By day and by night the building brightens its occupants. By day, ample natural light and views to the exterior through expansive security glass panels connect occupants to the outside world. Passage of time is marked by moving shadows and sunlight falling into spaces. Remarked another staff about the abundant daylight, 'this is just what these kids need'. By night, the light emanating from the gymnasium and the great hoods over the living unit creates a glowing island of respite and calm.
Transition Begins at Admission: The majority of youth placed in the Union County Juvenile Detention Facility will return to their home communities, and best practice research has demonstrated the importance of community and family involvement in preparing for successful re-entry. In the old facility, volunteerism was virtually non-existent due to lack of space and the overall dismal environment. Today, the new facility is teeming with volunteers, a testament to both the desire of the local community to engage with troubled youth and the importance of providing places and spaces within the facility for them to do so.
An open reception desk and wall murals in the lobby are welcoming elements for visitors and volunteers that minimize the correctional nature of the facility, and multi-purpose rooms are available for a variety of volunteer-supported activities. A recent issue of the facility’s volunteer newsletter highlights an impressive blend of special and weekly programmes including outdoor movies, talent shows, International Night, cultural groups, religious programmes, arts, yoga, book club and the facility garden. These restorative activities promote responsibility, accountability, self respect and positive youth development. But one youth resident summed it up best by saying: "your services made me realise that I was damaging my community when I could be contributing better to it... you help us find guidance in our ways... I really want to get out and help others in bad predicaments... thank you".
The Union County Juvenile Detention Centre is a calming sanctuary. The designed environment provides sunlight, views to the outside, colour, texture and other normative features shown to have a positive impact on mood and behaviour.

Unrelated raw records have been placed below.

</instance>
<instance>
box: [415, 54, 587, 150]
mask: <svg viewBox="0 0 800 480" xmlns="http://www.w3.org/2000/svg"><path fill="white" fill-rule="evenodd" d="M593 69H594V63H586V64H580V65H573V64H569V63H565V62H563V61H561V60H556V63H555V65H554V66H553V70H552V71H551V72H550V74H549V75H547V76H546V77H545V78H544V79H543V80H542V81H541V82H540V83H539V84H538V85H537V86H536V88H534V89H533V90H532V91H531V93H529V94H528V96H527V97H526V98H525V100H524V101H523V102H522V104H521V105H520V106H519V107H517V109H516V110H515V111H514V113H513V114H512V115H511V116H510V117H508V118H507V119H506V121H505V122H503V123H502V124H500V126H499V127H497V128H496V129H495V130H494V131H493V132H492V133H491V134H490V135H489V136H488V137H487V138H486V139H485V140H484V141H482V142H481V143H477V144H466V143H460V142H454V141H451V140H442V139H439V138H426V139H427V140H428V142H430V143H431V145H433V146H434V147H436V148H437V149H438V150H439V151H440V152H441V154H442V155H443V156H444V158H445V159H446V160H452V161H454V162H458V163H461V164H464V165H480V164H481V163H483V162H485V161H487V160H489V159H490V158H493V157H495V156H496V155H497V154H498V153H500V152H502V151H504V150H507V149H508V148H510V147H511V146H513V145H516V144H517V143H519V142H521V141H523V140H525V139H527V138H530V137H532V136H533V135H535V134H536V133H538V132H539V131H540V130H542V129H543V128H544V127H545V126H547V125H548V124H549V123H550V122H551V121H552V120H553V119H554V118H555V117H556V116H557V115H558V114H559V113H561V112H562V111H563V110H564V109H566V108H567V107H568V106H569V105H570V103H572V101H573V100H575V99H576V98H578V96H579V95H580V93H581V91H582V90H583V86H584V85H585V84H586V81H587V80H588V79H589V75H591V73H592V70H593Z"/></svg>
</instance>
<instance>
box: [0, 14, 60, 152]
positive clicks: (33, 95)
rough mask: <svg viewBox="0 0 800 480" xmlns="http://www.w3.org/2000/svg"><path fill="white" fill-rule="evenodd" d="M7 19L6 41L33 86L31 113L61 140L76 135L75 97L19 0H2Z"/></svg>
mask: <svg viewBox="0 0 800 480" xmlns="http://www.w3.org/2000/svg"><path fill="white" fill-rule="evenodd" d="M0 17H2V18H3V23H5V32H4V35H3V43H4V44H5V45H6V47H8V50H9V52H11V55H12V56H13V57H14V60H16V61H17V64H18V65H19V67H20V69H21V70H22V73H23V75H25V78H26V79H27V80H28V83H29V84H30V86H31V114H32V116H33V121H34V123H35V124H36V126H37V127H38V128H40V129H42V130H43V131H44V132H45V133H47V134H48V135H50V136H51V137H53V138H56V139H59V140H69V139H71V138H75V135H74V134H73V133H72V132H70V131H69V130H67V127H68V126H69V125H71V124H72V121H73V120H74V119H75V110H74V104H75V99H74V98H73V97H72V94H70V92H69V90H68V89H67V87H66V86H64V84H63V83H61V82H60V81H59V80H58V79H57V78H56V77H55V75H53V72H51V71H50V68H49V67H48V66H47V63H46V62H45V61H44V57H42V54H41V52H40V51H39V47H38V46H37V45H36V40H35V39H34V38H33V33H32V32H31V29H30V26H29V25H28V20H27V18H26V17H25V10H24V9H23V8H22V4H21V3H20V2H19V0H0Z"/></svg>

The facility offers alternatives to deviant behaviour by providing a variety of spaces that support interaction between youth, mentors and community volunteers – interactions that promote positive behavioural change and have been demonstrated to help youth successfully transition back to the community upon release. This benefits youth by keeping them from 'graduating' to the adult system and helps keep communities sustainable.

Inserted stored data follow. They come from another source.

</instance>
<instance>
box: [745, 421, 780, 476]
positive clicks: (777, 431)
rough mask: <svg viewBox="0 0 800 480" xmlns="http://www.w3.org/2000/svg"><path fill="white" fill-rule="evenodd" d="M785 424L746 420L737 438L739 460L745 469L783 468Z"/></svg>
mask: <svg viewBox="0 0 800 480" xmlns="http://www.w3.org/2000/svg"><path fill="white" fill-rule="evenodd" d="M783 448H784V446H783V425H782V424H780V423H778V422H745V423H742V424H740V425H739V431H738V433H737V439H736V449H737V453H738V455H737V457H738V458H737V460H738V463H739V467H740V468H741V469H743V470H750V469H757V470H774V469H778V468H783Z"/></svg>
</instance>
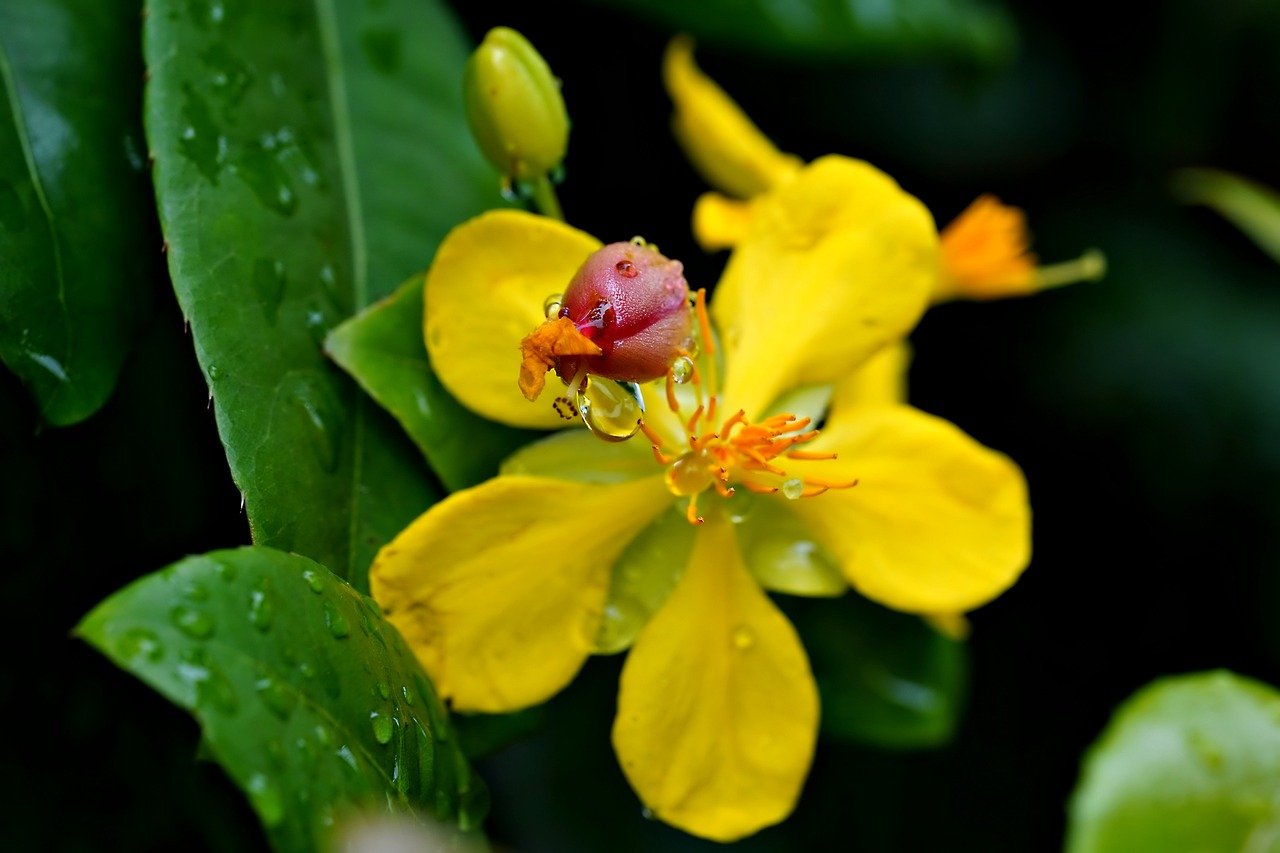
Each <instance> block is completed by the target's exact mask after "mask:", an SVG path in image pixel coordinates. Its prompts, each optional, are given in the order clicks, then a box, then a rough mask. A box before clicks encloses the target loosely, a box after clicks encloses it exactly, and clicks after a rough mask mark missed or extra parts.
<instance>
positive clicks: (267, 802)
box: [244, 774, 284, 826]
mask: <svg viewBox="0 0 1280 853" xmlns="http://www.w3.org/2000/svg"><path fill="white" fill-rule="evenodd" d="M244 790H247V792H248V798H250V800H251V802H252V803H253V811H256V812H257V813H259V817H261V818H262V822H264V824H266V825H268V826H278V825H279V824H280V821H283V820H284V798H283V797H280V789H279V788H276V786H275V785H273V784H271V780H270V779H268V777H266V775H265V774H253V775H252V776H250V779H248V783H247V784H246V785H244Z"/></svg>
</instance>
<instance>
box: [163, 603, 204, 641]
mask: <svg viewBox="0 0 1280 853" xmlns="http://www.w3.org/2000/svg"><path fill="white" fill-rule="evenodd" d="M169 616H170V617H172V619H173V624H174V625H177V626H178V630H180V631H182V633H183V634H186V635H187V637H191V638H192V639H209V638H210V637H212V635H214V619H212V616H210V615H209V613H206V612H205V611H202V610H196V608H195V607H187V606H186V605H178V606H177V607H174V608H173V611H170V613H169Z"/></svg>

Technological innovations replace overt signs of security, in keeping with the non-institutional demeanour of the building. High-impact glass replaces steel-barred windows, staff members access and exit areas of the building using swipe cards, avoiding the clanging of keys and doors typically associated with correctional facilities.
A systems approach to sustainable justice reduces the demand on the built environment by looking to the larger juvenile justice system and limiting the use of secure detention through innovative interventions. In this project, down-sizing the owner’s perceived needs based on a responsible juvenile justice system analysis prior to design reduced the facility capacity from 90 beds to 75 beds, the equivalent of one 8,000 sq ft living unit - and its carbon footprint.
A number of environmentally-sustainable concepts were applied throughout the building, both prominent and understated, including abundant use of natural light, radiant heating in floors, and underground cisterns to control storm water runoff.